Do any of you wrenches know the weight diff between alloy and brass nips for a 32 hole? I just toasted a hub and will probably be building up a new rear wheel. If it saves >50 grams I might consider aluminum nips, but otherwise stick with tried and true brass.

I also like to run my spoke tension pretty darn high, but from the responses on this thread it seems like lube/prep 'em up like you're supposed to and I'll be fine.


----------



## Jayem (Jul 16, 2005)

vic_likes_bikes said:


> as far as them not tensioning up as well as a brass nipple that also is inaccurate. I can get just as much tension on them.


Lol, that is a good one.

As was said before, that "initial build" is nice and dandy, but the alloy nipples aren't worth the headache in the long run. Yes, I've built plenty of wheels for myself and others in the shop. Thinking that alloy nipples are on par with brass is pretty rediculous. You'll round out the alloy nipples before you can "just as much tension". Tell me this; What is "spoke-prep" for?


----------



## konut (Mar 25, 2006)

dt and sapim both do black nipples,in brass.

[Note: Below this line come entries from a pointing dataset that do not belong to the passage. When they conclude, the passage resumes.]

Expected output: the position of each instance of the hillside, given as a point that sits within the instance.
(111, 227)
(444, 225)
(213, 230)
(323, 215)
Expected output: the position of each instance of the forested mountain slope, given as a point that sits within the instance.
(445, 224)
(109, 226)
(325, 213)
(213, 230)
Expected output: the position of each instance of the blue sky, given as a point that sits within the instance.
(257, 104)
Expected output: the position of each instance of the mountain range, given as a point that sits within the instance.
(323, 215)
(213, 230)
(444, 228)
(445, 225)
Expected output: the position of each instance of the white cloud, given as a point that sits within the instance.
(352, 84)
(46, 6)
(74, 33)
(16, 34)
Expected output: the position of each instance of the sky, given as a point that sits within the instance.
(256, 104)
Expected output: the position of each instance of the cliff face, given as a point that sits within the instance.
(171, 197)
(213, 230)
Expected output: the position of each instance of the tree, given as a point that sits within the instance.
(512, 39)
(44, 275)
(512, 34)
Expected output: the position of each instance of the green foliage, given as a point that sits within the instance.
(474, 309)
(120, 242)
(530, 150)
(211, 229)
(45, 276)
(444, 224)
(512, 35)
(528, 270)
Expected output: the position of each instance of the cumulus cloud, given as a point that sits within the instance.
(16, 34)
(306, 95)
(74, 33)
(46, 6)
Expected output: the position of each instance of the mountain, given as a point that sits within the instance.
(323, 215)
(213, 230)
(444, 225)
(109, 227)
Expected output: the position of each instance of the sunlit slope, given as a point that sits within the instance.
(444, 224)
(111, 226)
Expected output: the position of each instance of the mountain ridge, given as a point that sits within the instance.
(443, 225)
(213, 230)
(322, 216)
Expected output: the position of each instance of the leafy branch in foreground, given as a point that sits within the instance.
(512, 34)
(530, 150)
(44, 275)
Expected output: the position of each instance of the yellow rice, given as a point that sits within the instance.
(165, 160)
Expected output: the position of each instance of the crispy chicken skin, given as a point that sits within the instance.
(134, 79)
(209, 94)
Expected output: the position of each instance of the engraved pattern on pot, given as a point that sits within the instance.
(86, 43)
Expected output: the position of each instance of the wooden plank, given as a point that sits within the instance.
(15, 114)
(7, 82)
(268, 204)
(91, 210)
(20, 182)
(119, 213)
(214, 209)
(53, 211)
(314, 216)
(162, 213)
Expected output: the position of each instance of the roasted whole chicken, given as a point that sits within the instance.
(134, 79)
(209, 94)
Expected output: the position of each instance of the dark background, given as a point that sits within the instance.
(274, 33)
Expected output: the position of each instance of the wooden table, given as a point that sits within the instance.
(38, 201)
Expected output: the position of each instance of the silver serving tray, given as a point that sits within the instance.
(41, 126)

http://www.sapim.be/index.php?st=products&sub=nipples


----------



## Orange-Goblin (Jan 27, 2008)

Yeah thanks all, some interesting discussion here. Got the LBS to source Dt Prop-lock black brass nipples for me job done. Slightly worried bout vic_likes_bikes comment about Dt not fitting CK hubs very well??????


----------



## Orange-Goblin (Jan 27, 2008)

vic_likes_bikes said:


> there is nothing wrong with Alloy nipples, the shop that told you this is wrong. I have built up over 3000 wheels in my day and have raced DH with alloy nipples for 10 years without breaking many, last count 5 broken nipples in 10 years. as far as them not tensioning up as well as a brass nipple that also is inaccurate. I can get just as much tension on them, if you build them up correctly using spoke prep and lubing the nipples so they spin freely on the rim you will almost never round out a nipple. Use the correct nipple wrench and check your wheels after about 20 days of riding on them for the first time and you almost never have to touch them again.
> that being said use wheelsmith spokes and nipples I like the way they build up better than DT. Especially on King hubs DT spokes do not fit well through the hub drillings. Or use Sapim spokes they also build up very well compared to DT, someone started a myth that DT were the best and in my experience that is not the case at all.


Is DT on Chris King really that bad an idea? I've never heard this before, and CK don't mention it anywhere? Not sure what my LBS will use, but DT are usually the norm over here (UK)......


----------



## carbuncle (Dec 9, 2005)

No, it's fine. People just have personal preferences.


----------



## milhouse (Jun 22, 2004)

Sine you are going with black brass nipples, it dont matter much but I have used alloy nipples and like others have said, initially there is not much of a strength issue with alloy. Its only after having to re-true or re-tighten nipples later that they WILL fail.


----------



## hply3 (Apr 28, 2008)

vic_likes_bikes is obviously not fully with it... don't worry about the spokes in the ck hub, brass is the way to go, it's tried and true, go to any LBS and as what nipples to use and they will say brass. why even argue the fact when everyone else says brass is the way to go, i think some people just like to argue.... i used to have a room mate like that... he doesn't live there anymore.


----------



## mobile chernobyl (Apr 12, 2006)

I have a few wheels built up with alu nips. Its not always the case of a jump thats going strip them out, I've had more strip out just by having a rock come loose and fly into them. 

In my opinion - Use 12mm brass every time, the weight you'll save by going to aluminum is not worth the time of replacing them if you are at all serious about racing DH.


----------



## tacubaya (Jan 27, 2006)

lalocotequinta said:


> ??? are you in the entertainment industry?


----------



## 545cu4ch (Aug 11, 2005)

tacubaya said:


>


nice


----------